I’m back!! Happy to announce we survived the first month with a newborn. Even happier to announce I’ve stuck with the cloth nappy routine since we arrived home from hospital.
Seeing people are only vaguely aware of the whole cloth nappy thing, I thought I’d share with you exactly what’s involved.
The nappy station
Here I have a few covers set up ready to go, plus all my spare liners. I use Green Nappy Co nappies (and Bubblebubs All-In-Two nappies as backup). I use these brands because they are Australian owned AND made. There are also the usual bum wipes (I use biodegradeable natural ones). You can also use nappy liners for your cloth nappies which makes the clean up process much easier (the liner catches the poo for easy disposal). These liners are Peapods and are toilet flushable and biodegradable.
I have two bins; one to hold soiled cloth nappies, the other to hold rubbish (soiled bum wipes etc). I chose pedal opening bins with a lid. Inside the bin is a bucket with a handle. It is kept dry (you do not soak cloth nappies).
I also have Moltex Oko biodegradable eco nappies for occasional use. I’m currently using them at night while my baby is recovering from nappy rash. These nappies have amazing eco credentials however they are three times the cost of a Huggies nappy! (Moltex Oko nappies are around 70c each, Huggies nappies are around 25c each).
Putting a nappy on
This is relatively easy. It depends what kind of cloth nappy you use, but The Green Nappy Co nappy is a fitted system with an insert that simply sits in the nappy cover. I have all my covers set up with an insert ready to go. Often you can reuse the cover and just put a new insert in. There is the option to also place a liner on top of the insert. Above is a great video that shows how the nappy works.
Removing a nappy
I open the nappy and remove the liner (if using) – placing it in the rubbish bin ready to be flushed down the toilet later (if you use a flushable liner). I then remove the insert, placing it in the nappy bin (note the importance of a pedal opening bin!). I check the nappy cover for spills. If its clear I grab a new insert (and new liner, if using) and place it inside the nappy and then place the nappy back on the baby.
If the nappy cover is soiled I put the whole thing in the nappy bin and get a fresh nappy cover & insert.
When the poo becomes more solid I’ll probably come up with an alternative system where I go and flush the liner soon after removing it. Or keeping it in the nappy and flushing it in the laundry toilet when I do the washing (if I can stand the smell after sitting there all day!).
You can choose to use a preventative nappy balm (preventing nappy rash) or a medicated cream if the baby is suffering or recovering from nappy rash. This is important as a wet cloth nappy can be slightly damp on baby’s bum which causes/irritates nappy rash. Disposables are very dry which is why we keep them for occasional use.
I wash my nappies every day. I only bought 4 newborn size covers which can easily all be soiled in one day. The more covers you have the less frequently you have to wash.
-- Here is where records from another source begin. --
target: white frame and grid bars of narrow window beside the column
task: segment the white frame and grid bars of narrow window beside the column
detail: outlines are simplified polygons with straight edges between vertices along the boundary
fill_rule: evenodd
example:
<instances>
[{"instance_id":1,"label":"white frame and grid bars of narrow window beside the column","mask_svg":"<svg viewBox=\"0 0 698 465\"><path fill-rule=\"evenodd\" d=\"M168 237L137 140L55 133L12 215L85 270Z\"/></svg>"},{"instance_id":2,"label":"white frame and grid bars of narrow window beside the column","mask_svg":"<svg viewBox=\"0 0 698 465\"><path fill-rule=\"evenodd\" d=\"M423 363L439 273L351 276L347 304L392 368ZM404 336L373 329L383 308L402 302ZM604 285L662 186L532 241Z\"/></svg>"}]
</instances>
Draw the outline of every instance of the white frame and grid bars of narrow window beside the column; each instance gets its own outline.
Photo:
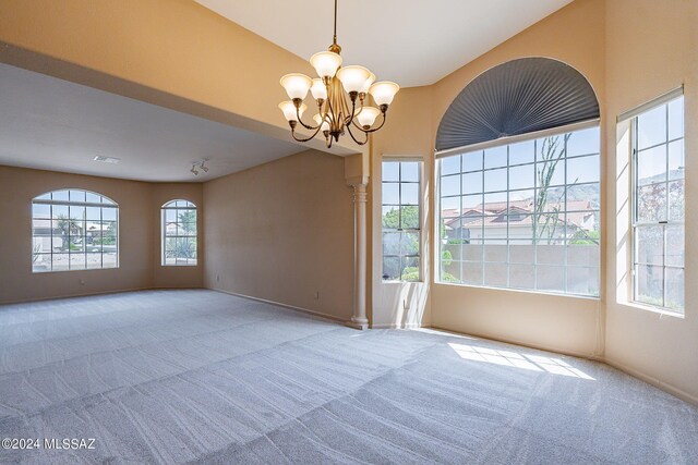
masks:
<instances>
[{"instance_id":1,"label":"white frame and grid bars of narrow window beside the column","mask_svg":"<svg viewBox=\"0 0 698 465\"><path fill-rule=\"evenodd\" d=\"M384 181L383 180L383 163L404 163L404 162L410 162L410 163L417 163L418 167L418 181L402 181L402 174L401 174L401 164L398 167L398 181ZM424 160L420 157L420 158L410 158L410 157L395 157L395 156L383 156L382 160L381 160L381 279L383 282L423 282L423 269L424 269L424 264L423 264L423 257L422 257L422 252L424 249L423 246L423 240L424 240L424 235L422 233L422 220L423 220L423 179L424 179ZM417 192L418 192L418 204L417 204L417 209L418 209L418 228L408 228L408 229L402 229L402 228L398 228L396 230L388 230L388 231L394 231L394 232L401 232L401 231L408 231L408 232L412 232L416 233L418 236L418 244L419 244L419 250L416 255L413 254L398 254L398 255L393 255L393 254L388 254L385 255L384 253L384 248L383 248L383 237L384 237L384 232L386 232L386 230L383 228L383 207L397 207L398 211L401 207L411 207L413 205L411 204L385 204L384 197L383 197L383 185L385 183L388 184L398 184L398 198L401 201L401 187L402 184L417 184ZM400 279L386 279L384 278L384 273L383 273L383 266L384 266L384 260L386 257L392 257L392 258L398 258L400 260L400 270L402 270L402 259L405 257L410 257L410 258L417 258L419 260L419 277L417 280L412 281L412 280L404 280L402 277L400 276Z\"/></svg>"}]
</instances>

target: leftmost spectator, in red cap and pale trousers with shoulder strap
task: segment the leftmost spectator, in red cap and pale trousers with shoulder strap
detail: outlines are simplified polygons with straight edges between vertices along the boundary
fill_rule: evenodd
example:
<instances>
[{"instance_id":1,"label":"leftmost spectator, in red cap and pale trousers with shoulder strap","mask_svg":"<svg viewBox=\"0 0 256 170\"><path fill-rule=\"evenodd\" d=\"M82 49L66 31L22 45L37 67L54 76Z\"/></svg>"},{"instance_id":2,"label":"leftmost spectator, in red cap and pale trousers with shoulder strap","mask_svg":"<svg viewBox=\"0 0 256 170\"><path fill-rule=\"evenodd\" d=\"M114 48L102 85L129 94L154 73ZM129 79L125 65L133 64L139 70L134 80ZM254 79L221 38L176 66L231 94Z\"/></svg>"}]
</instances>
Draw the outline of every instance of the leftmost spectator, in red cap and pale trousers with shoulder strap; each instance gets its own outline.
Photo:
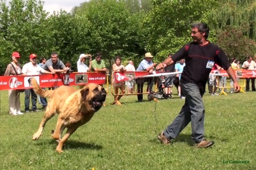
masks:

Every morning I remove the bucket from the bin and take it to the laundry. I stack the nappies in an inserts pile and covers pile. I then rinse any poo off into the sink. (This is only applicable while it’s runny newborn poo – once its more solid the liners should take care of the poo, which will be put in the toilet and there should be minimal rinsing). I put all the inserts into the washing machine and then fasten all the Velcro together on the covers before putting them in. As per the instructions I use low-chemical eco detergent and only a quarter of the recommended amount. As its winter and I’m not usually able to dry them in the sun, I use a warm wash on a long cycle. In summer I’ll use a cold wash and let the sun bleach the smell out.
I then wipe down the laundry bench and the inside of the bucket with an eco detergent spray. The bucket then goes back into the nursery (before I forget!!).
When the washing cycle is done I hang all the nappies out. The best (ideal) place is outside in the sun. Not only do they dry quicker, but the sun acts as a natural bleach which rids the nappies of any smell and actually bleaches stains out. Unfortunately for me its currently winter so I’ ve mainly had to hang them inside next to the heater.
Obviously I have to time the washing and hanging of the nappies around naps. I have on occasion put baby in a sling so I can get it done.
When my baby got nappy rash we put him into the eco nappies fulltime but quickly went through our small stockpile. I was annoyed to, as an emergency, go and buy a small packet of Huggies to get us through before we could get to the store that sold the eco nappies. I felt the most enormous guilt at each nappy change. The rubbish piled high and I thought about how that was going to take 100 years to break down – how the nappies would probably outlive my baby. This kind of reasoning is how I came to choose using cloth nappies.
I’d say having cloth nappies takes about a maximum of half an hour of my day more than disposables would. It’s really not that much considering how much landfill I’m saving the environment!
I’d love to know if anyone has a better system in place? It’s funny how you come up with your own systems without much guidance even if it’s not the most efficient). Heck, I had only changed a few nappies in my life before having my own baby let alone figuring out a cloth nappy routine! This system came into place after some trial and error but it seems to work for me!